This is the Sidepodcast F1 Advent Calendar 2009, welcome. We’re running an extended mini-series for each day of advent, taking a closer look at the story of 2009, one short show at a time. We’ve reached double figures now as we peer behind the door of Day Ten - So long, farewell.
In the last episode, we discussed the German Grand Prix, which debut winner Mark Webber took by storm - heading up a Red Bull 1-2. In their sister team, things were quite different and much less jubilant. Buemi did the best he could, finishing 16th, which was ahead of Trulli and Hamilton, although only one place up from where he started. Bourdais, though, finished last, retiring on Lap 18 with a hydraulics problem.
Of course, this mechanical failure was not his fault, but when he returned to the garages, stopping by the pitwall, the consolatory hugs he gave his engineers were tinged with a sadness more than just frustration about the retirement. These were goodbye hugs.
There was no mention of anything out of the ordinary in the post-race press quotes, but just four days after the race Toro Rosso confirmed that they were parting company with the Frenchman. Team boss Franz Tost said: “In Sébastien’s second year with us, the partnership has not met our expectations and therefore we have decided to replace him as from the next round of the world championship, the Hungarian Grand Prix.”
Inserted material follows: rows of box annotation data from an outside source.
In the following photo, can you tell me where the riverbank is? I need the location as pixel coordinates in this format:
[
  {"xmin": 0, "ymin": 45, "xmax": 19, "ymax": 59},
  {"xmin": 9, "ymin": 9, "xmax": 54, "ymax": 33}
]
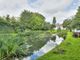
[{"xmin": 37, "ymin": 32, "xmax": 80, "ymax": 60}]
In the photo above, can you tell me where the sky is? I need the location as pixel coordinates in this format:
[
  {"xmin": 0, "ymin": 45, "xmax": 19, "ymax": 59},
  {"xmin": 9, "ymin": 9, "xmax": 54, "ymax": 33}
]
[{"xmin": 0, "ymin": 0, "xmax": 80, "ymax": 23}]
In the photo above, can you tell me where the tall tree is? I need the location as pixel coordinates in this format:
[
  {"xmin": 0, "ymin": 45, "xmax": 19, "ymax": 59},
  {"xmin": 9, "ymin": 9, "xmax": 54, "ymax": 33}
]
[
  {"xmin": 53, "ymin": 17, "xmax": 56, "ymax": 25},
  {"xmin": 71, "ymin": 7, "xmax": 80, "ymax": 29}
]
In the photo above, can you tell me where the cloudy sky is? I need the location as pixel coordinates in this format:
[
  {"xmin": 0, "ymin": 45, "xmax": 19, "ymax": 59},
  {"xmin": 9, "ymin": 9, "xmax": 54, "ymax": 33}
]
[{"xmin": 0, "ymin": 0, "xmax": 80, "ymax": 23}]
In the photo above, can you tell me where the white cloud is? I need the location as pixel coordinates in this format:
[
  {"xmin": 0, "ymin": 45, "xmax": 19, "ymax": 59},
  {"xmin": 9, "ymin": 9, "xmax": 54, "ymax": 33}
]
[{"xmin": 0, "ymin": 0, "xmax": 79, "ymax": 21}]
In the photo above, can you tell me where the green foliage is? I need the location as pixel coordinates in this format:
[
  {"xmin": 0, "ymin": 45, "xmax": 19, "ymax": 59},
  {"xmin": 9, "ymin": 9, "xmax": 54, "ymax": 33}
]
[
  {"xmin": 37, "ymin": 32, "xmax": 80, "ymax": 60},
  {"xmin": 0, "ymin": 34, "xmax": 27, "ymax": 60},
  {"xmin": 53, "ymin": 17, "xmax": 56, "ymax": 24},
  {"xmin": 71, "ymin": 7, "xmax": 80, "ymax": 29},
  {"xmin": 57, "ymin": 30, "xmax": 67, "ymax": 39}
]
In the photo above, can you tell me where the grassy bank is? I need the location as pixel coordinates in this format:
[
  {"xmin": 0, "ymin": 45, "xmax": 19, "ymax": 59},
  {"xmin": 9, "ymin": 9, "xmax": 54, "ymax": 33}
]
[{"xmin": 37, "ymin": 32, "xmax": 80, "ymax": 60}]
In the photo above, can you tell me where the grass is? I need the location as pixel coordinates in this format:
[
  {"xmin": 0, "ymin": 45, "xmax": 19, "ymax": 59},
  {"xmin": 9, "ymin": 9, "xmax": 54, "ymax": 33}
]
[{"xmin": 37, "ymin": 32, "xmax": 80, "ymax": 60}]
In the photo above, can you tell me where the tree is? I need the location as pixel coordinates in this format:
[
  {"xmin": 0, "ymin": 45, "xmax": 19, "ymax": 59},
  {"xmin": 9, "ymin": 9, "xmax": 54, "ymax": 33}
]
[
  {"xmin": 71, "ymin": 7, "xmax": 80, "ymax": 29},
  {"xmin": 6, "ymin": 15, "xmax": 10, "ymax": 22},
  {"xmin": 53, "ymin": 17, "xmax": 56, "ymax": 25}
]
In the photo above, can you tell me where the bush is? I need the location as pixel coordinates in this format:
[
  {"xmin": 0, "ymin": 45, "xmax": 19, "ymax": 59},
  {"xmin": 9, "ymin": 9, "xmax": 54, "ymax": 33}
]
[
  {"xmin": 57, "ymin": 30, "xmax": 67, "ymax": 39},
  {"xmin": 0, "ymin": 35, "xmax": 27, "ymax": 60}
]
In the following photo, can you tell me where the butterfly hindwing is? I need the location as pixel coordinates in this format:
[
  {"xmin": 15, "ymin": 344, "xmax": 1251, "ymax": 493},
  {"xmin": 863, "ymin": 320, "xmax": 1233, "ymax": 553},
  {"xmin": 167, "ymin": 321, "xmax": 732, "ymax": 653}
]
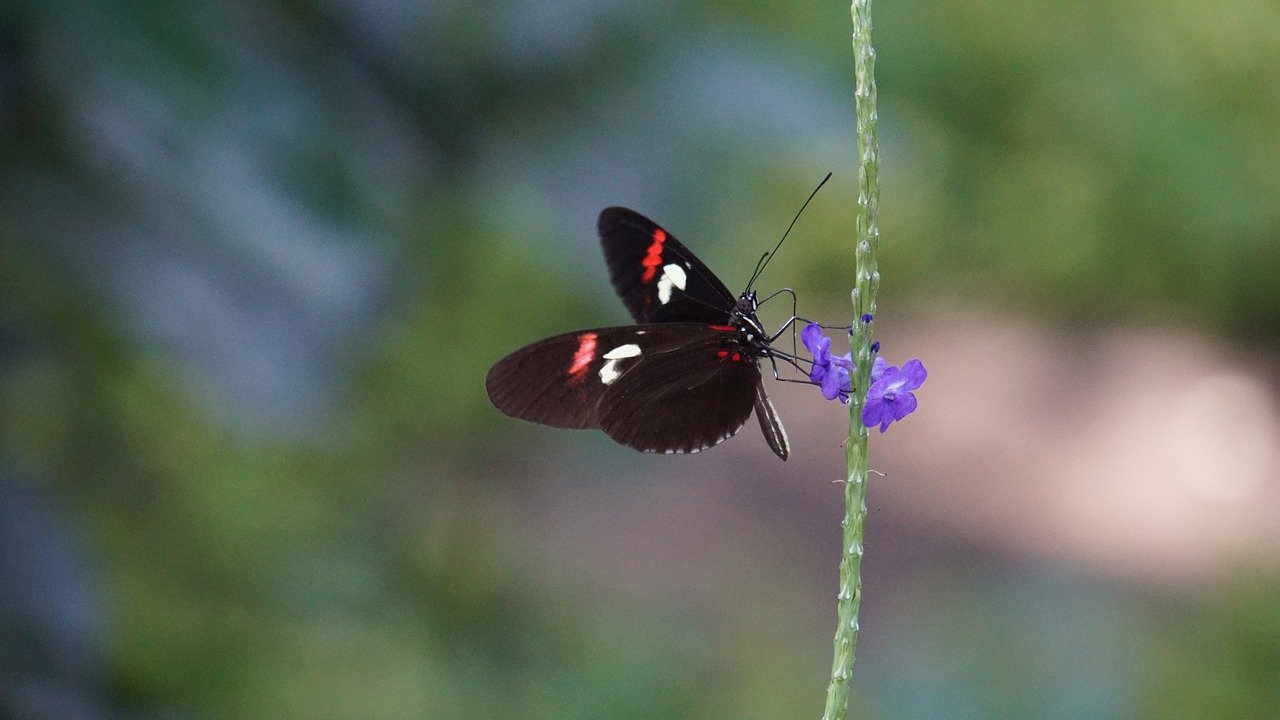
[{"xmin": 598, "ymin": 208, "xmax": 737, "ymax": 324}]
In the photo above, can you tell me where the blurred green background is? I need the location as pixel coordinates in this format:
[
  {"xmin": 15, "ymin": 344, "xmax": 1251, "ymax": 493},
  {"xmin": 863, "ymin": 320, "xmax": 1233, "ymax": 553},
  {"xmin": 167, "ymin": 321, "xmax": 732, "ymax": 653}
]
[{"xmin": 0, "ymin": 0, "xmax": 1280, "ymax": 720}]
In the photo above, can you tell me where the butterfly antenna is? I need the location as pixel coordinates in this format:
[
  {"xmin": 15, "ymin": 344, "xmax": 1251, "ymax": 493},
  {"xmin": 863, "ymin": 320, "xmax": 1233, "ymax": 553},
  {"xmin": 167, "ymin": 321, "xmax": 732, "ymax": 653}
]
[{"xmin": 746, "ymin": 173, "xmax": 831, "ymax": 290}]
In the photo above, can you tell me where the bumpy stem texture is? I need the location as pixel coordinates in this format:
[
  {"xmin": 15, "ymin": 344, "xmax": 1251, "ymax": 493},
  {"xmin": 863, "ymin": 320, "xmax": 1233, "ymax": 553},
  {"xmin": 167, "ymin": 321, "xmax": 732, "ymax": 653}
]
[{"xmin": 822, "ymin": 0, "xmax": 879, "ymax": 720}]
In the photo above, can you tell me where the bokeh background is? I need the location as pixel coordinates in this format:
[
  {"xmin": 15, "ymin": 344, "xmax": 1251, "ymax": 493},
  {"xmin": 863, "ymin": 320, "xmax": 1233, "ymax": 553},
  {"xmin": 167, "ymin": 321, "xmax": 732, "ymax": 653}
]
[{"xmin": 0, "ymin": 0, "xmax": 1280, "ymax": 720}]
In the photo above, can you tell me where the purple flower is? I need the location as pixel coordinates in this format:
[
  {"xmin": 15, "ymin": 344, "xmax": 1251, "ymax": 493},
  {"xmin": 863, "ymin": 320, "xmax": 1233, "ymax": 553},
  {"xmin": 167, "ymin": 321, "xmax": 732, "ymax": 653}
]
[
  {"xmin": 863, "ymin": 356, "xmax": 928, "ymax": 433},
  {"xmin": 800, "ymin": 323, "xmax": 854, "ymax": 405}
]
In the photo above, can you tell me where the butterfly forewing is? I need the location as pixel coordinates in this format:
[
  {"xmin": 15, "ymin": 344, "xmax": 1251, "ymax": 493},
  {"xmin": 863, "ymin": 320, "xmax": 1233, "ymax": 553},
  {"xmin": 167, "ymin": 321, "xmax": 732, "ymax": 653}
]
[
  {"xmin": 596, "ymin": 329, "xmax": 760, "ymax": 452},
  {"xmin": 485, "ymin": 323, "xmax": 730, "ymax": 429},
  {"xmin": 598, "ymin": 208, "xmax": 737, "ymax": 324}
]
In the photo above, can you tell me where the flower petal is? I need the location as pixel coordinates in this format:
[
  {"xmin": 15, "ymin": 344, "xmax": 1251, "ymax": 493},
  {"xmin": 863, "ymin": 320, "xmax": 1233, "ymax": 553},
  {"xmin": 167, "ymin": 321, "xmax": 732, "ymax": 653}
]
[
  {"xmin": 893, "ymin": 392, "xmax": 916, "ymax": 420},
  {"xmin": 800, "ymin": 323, "xmax": 831, "ymax": 357}
]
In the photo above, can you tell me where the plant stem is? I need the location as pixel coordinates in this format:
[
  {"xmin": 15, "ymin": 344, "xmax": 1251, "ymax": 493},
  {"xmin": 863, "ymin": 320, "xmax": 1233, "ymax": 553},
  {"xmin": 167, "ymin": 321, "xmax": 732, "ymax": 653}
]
[{"xmin": 822, "ymin": 0, "xmax": 879, "ymax": 720}]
Up to that point, Bourdais had retired from three races, finished eighth in two, and finished 10th, 11th, 13th and 18th. It’s not a great record, but Buemi wasn’t exactly doing much better. He had a 7th and 8th finished, and just two retirements instead, with the other results down in the late teens.
It wasn’t completely unexpected, then, when Bourdais came out and said Toro Rosso’s decision was a complete surprise to him. He said: “I am very disappointed and shocked by the decision taken by STR of not allowing me to drive for the team until the end of the current season. I consider that, in doing so, Scuderia Toro Rosso has breached its contractual duties towards me; also I believe that nothing in my behaviour would legitimate a decision of the team to terminate the contract.”
He got his lawyers involved, and Toro Rosso decided to settle, with the rumoured deal to be his salary plus damages of just over $2 million.
Bourdais moved on to race in the Superleague Formula, winning a couple of races for the Sevilla FC team. His plans for next year are as yet unknown. Meanwhile, Toro Rosso brought in Jaime Alguersuari, but if they were expecting great things from the Spaniard, they were sorely disappointed. Of the eight races left, Alguersuari retired from five and finished 14th, 15th and 16th in the others.
It could be argued that Bourdais would have achieved results similar to that, but the team were clearly ready to move on, and they were willing to pay over the odds to make that happen.
That’s all for this episode of our F1 Advent Calendar 2009. Thank you for listening and I hope you’ll be back tomorrow when we look behind the door of Day Eleven.